Čestmír Šikola (Foto: CTK)

A los 89 años de edad, falleció el pasado 29 de febrero, el coronel Čestmír Šikola, miembro del grupo de paracaidistas Clay-Eva, que durante la Segunda Guerra Mundial estableció en el Protectorado de Bohemia y Moravia una amplia red del servicio de inteligencia y logró enviar unos 800 informes a Londres.

Čestmír Šikola (Foto: CTK)
Čestmír Šikola tenía apenas 20 años cuando fue detenido durante la ocupación nazi, en 1939. Por milagro, logró escapar y huyó a Francia, donde ingresó en el Ejército Checoslovaco del Extranjero. Posteriormente, pasó a Inglaterra.

Cuando le invitaron a participar en una “misión especial”, que consistía en penetrar en el territorio del Protectorado, unirse a los rebeldes checoslovacos y suministrar informaciones secretas a Londres, no vaciló ni un minuto, según indicó en una entrevista a Radio Praga, hace un año.

“Llegó entonces el capitán Šustr en busca de personas que desempeñaran la función de paracaidistas y telegrafistas en el territorio enemigo. Yo supe que si hubiera rechazado, habría actuado contra mi convicción y mi decisión de participar en la guerra. Pues, le dije al capitán que me apuntara a la lista, que aceptaba el puesto”, sostuvo Šikola.

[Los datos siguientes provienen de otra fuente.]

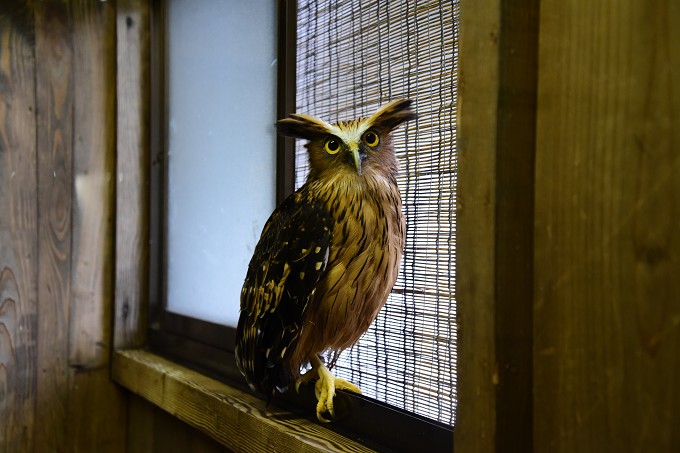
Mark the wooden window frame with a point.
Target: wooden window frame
(496, 181)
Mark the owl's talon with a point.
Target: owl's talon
(325, 389)
(305, 379)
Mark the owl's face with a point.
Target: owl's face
(356, 147)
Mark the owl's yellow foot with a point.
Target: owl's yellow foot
(325, 389)
(306, 378)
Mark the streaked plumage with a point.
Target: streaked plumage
(328, 255)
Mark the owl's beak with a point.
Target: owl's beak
(357, 157)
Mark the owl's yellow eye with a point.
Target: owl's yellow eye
(371, 139)
(332, 145)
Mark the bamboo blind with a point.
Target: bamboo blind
(354, 55)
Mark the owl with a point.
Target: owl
(327, 258)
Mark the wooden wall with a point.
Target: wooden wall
(57, 157)
(570, 117)
(607, 238)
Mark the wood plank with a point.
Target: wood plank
(97, 407)
(18, 234)
(514, 220)
(607, 313)
(131, 273)
(234, 418)
(54, 85)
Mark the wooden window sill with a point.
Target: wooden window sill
(237, 419)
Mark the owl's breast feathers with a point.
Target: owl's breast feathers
(327, 259)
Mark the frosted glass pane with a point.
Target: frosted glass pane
(221, 147)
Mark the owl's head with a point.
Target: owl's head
(360, 146)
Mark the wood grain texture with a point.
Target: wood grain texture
(607, 308)
(18, 235)
(236, 419)
(97, 407)
(478, 101)
(57, 122)
(152, 430)
(54, 96)
(132, 173)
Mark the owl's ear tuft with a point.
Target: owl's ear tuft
(391, 115)
(302, 126)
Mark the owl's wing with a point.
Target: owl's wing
(287, 263)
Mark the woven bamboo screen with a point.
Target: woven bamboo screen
(353, 56)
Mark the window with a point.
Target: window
(352, 56)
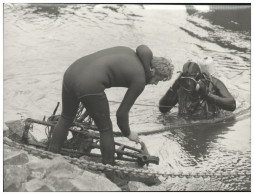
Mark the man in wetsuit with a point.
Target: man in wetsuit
(199, 94)
(87, 78)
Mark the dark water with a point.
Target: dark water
(41, 41)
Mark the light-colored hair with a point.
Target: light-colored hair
(163, 67)
(207, 65)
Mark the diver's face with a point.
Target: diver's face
(188, 83)
(156, 78)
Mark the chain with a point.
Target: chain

“Čiky”, como solían llamar a Šikola sus amigos, pasó por un entrenamiento especial de paracaidismo y telegrafía. Como miembro del grupo Clay-Eva, irrumpió durante la noche del 12 al 13 de abril de 1944 en el territorio checo del Protectorado.

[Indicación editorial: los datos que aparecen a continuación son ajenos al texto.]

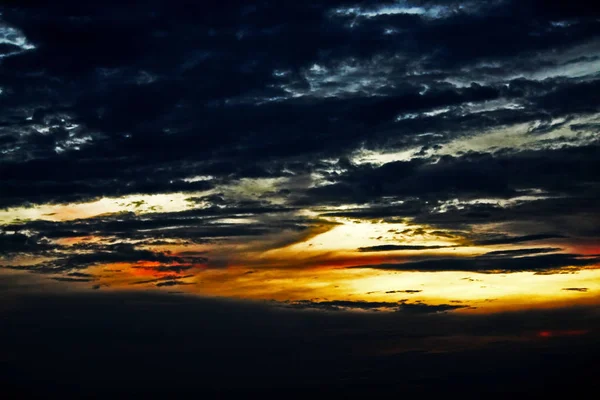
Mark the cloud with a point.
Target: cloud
(392, 247)
(497, 262)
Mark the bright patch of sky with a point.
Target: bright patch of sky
(14, 37)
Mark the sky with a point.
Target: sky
(357, 196)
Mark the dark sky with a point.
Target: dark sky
(369, 196)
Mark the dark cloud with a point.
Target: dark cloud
(340, 305)
(519, 239)
(497, 262)
(246, 345)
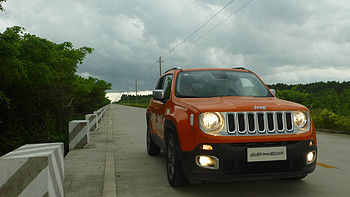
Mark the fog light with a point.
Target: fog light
(311, 143)
(210, 162)
(310, 157)
(206, 147)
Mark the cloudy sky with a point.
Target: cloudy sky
(290, 41)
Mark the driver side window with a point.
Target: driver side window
(164, 84)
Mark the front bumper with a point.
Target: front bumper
(233, 163)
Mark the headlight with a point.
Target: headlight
(300, 119)
(212, 122)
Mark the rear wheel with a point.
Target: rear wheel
(298, 177)
(152, 148)
(176, 176)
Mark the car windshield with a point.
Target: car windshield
(219, 83)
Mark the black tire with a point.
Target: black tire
(176, 176)
(298, 177)
(152, 148)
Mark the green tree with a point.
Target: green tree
(39, 93)
(1, 7)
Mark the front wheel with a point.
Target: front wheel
(176, 176)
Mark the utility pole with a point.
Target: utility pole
(128, 94)
(160, 65)
(136, 88)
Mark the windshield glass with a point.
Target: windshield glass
(219, 83)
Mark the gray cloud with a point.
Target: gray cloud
(290, 41)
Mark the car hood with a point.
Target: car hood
(228, 104)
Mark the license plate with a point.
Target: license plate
(267, 154)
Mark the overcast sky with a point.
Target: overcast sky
(290, 41)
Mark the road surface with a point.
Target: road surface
(138, 174)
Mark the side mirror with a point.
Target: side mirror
(273, 91)
(158, 94)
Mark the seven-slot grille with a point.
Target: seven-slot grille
(259, 122)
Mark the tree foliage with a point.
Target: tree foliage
(1, 7)
(327, 101)
(39, 90)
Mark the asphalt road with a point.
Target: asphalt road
(138, 174)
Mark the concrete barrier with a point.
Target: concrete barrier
(33, 170)
(99, 115)
(79, 134)
(93, 123)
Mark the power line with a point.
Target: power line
(171, 50)
(211, 29)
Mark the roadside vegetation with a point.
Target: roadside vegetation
(135, 101)
(40, 91)
(328, 102)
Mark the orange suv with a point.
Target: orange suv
(225, 124)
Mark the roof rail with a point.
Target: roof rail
(178, 68)
(240, 68)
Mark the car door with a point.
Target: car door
(159, 106)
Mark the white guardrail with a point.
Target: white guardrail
(33, 170)
(38, 169)
(79, 130)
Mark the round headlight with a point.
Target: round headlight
(212, 122)
(300, 119)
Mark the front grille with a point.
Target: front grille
(250, 123)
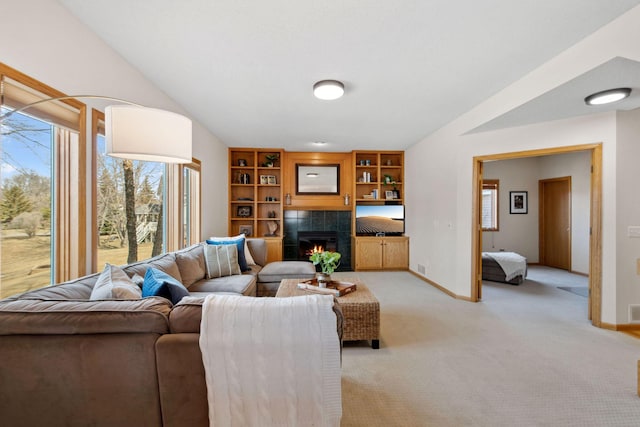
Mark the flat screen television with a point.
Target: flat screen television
(372, 220)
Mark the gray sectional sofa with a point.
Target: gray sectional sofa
(66, 360)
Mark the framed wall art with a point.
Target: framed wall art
(244, 211)
(317, 179)
(518, 202)
(247, 230)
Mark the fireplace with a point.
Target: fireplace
(316, 241)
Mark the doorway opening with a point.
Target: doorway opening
(595, 220)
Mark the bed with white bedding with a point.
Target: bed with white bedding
(505, 267)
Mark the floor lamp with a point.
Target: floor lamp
(138, 133)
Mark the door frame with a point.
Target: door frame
(541, 220)
(595, 221)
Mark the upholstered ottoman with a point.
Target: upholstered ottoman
(271, 275)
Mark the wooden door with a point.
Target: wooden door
(555, 222)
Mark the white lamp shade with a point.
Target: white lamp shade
(140, 133)
(328, 89)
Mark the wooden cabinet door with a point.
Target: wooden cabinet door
(274, 249)
(395, 253)
(368, 253)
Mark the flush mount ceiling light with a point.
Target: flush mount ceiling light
(607, 96)
(328, 89)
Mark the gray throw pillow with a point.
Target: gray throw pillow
(221, 260)
(113, 283)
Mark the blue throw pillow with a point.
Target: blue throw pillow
(159, 284)
(239, 242)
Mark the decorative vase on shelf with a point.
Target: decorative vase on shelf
(328, 261)
(323, 279)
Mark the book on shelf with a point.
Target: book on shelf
(335, 287)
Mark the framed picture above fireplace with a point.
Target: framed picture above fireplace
(317, 179)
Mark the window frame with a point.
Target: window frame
(69, 193)
(491, 184)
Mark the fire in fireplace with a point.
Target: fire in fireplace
(316, 241)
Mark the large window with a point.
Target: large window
(130, 206)
(138, 205)
(42, 239)
(490, 205)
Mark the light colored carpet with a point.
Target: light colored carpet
(524, 356)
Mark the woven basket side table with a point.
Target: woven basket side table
(361, 311)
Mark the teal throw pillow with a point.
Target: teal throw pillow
(159, 284)
(236, 240)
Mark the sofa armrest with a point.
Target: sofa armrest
(73, 317)
(258, 248)
(181, 381)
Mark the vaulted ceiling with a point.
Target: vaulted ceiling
(245, 69)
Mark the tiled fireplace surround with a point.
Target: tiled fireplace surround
(315, 220)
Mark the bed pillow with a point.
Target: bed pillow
(221, 260)
(239, 241)
(113, 283)
(160, 284)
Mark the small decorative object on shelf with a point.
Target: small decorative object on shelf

El éxito de Clay-Eva era fenomenal. Los soldados, que permanentemente se encontraban en peligro de muerte, lograron recibir y enviar centenares de informes. Informaron al Ejército en Londres, por ejemplo, sobre las fábricas que producían los cohetes V1 y V2, entre otras cosas.

Después de terminada la guerra, Čestmír Šikola se convirtió en un problema para el régimen comunista. En un proceso escenificado fue condenado a dos años de prisión y, tras salir de cárcel, pudo trabajar sólo como obrero.

Tras la Revolución de Terciopelo, en 1989, fue rehabilitado, ascendido a coronel y galardonado con una medalla al heroísmo. Sus memorias fueron recogidas en dos libros: El telegrafista del grupo Clay recuerda y No han tomado el mismo camino.